Parting advice: start playing ever so slightly with your fave recipes, or browse my vast collection of easily adaptable recipes and vowel to change at least one or two minor details. Get comfortable with this and learn to trust yourself. I’m noticing more and more food bloggers and cookbook authors providing more and more substitutions and I suspect this is because of questions like; can I use dried apricots instead of figs? Man I use almond butter instead of peanut butter? They want to cover themselves to save on question answering later – I know the feeling.

Think about what an ingredient is doing in the recipe. If it’s adding creaminess – you can sub for anything else that will give the same comforting richness. If it’s there for added flavour – think herbs, you can probably swap said ingredient (if it doesn’t float your boat) for your fave bunch of another wild green variety. Yes, it will taste difference, but it’s always about making the flavour work for you. If it’s an allergy thing, you can always (for example) use cashew milk in place of cows milk, or cows milk in place of cashew milk for nut free (so think smoothies, porridges, creamy sauces and soups).

It’s okay, trust yourself, and make your food work for you. If you run into a few bumps and misadventures along the way – you’ll learn and have a funky story to tell after you get over the  regret of adding too much cardamom to a particular batch of porridge, as an  example (really, I’m okay … with a little help from my therapist, I’m gradually getting over that spicy dilemma – jokes).

Raw Cacao Crunch Amazeballs

2 cups pitted dates, sulphur and vegetable oil-free (or any other dried fruit that rocks your groovy socks)

1 1/2 -2 cups activated nuts (I used a mix of pecans and almonds)*

1/4 -1/2 cup raw cacao powder (more for a darker choccie flavour)

Optional add ins: 1-2 drops food grade orange or peppermint essential oils, 1/4 teaspoon cardamom, vanilla, ginger and/or cinnamon, as much or as little booster powder such as spirulina, maca or hemp protein etc.

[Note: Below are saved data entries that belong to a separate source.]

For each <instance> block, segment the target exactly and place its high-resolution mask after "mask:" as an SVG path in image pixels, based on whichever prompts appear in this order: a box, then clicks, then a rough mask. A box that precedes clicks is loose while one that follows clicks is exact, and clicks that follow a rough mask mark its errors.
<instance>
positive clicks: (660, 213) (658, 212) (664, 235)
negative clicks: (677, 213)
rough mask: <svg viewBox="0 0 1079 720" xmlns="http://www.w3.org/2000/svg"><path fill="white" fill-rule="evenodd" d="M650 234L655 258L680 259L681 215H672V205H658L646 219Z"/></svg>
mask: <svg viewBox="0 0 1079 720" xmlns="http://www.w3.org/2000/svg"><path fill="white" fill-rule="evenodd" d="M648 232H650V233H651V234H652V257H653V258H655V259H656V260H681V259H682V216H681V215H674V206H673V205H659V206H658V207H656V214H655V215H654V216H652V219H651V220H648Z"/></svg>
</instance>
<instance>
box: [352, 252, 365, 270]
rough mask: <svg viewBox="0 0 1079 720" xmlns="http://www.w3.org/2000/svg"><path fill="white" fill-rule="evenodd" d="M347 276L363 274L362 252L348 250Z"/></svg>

Filtered water 1-3 Tablespoons to bring mixture together so it’s flexible enough to work into balls (but not so wet that it’s chocolate slime – this is where you’ll just have to have a play – adding more nuts to dry the mixture out or a tad more water for a wetter chocolate “dough”)


Place dates, cacao and nuts in a food processor or high-speed blender, along with 1-2 Tablespoons of the water. Pulse on medium-high, stopping the machine every few pulses to scare sides down and give blades a chance to reach different areas that have not yet been broken down. If you’re using a Vitamix (or another machine with a tamper) use this tamper to push the mixture into the blades (make sure the lid is on so the tamper can’t actually touch the blades (otherwise you’ll be looking at a broken tamper -trust me, I have ditzy experience in that department).

If the mix is still a tad dry, add that extra Tablespoon of water and plus/blend-and-tamper until mix comes together to form a nice dough. I like to leave the nuts a bit chunky, so I tip my mix into a mixing bowl and “knead” it with my hands to bring any last stray “crumbs” together.

Then I prepare a storage container by lining it with paper towel, and start rolling the mix into balls (they can be any size you like – I never measure!). Keep rolling until all the mix is used up.

These babies will last in the fridge for 2-3 months (but I doubt they’ll last that long – especially if you’re a generous old soul and share them with your mates … but I’ll leave that one up to you … no judgement if you hide this stash in the back of the fridge instead).


The recipe won’t flop if you don’t use activated nuts – it will just be easier to digest if the nuts have been activated – soaked in water for 12 hours, then drained and rinsed (this reduces any naturally-occurring substances in the nuts that protect the nut itself from digestion … also known as “anti-nutrients”) and dehydrated at a low temperature until crisp. The latter is more for preservation purposes, you can soak your nuts, drain and rinse, then add straight to this recipe and just leave out the added water … just be sure to use these balls within a week or two, as the added moisture will make it susceptible to mould growth.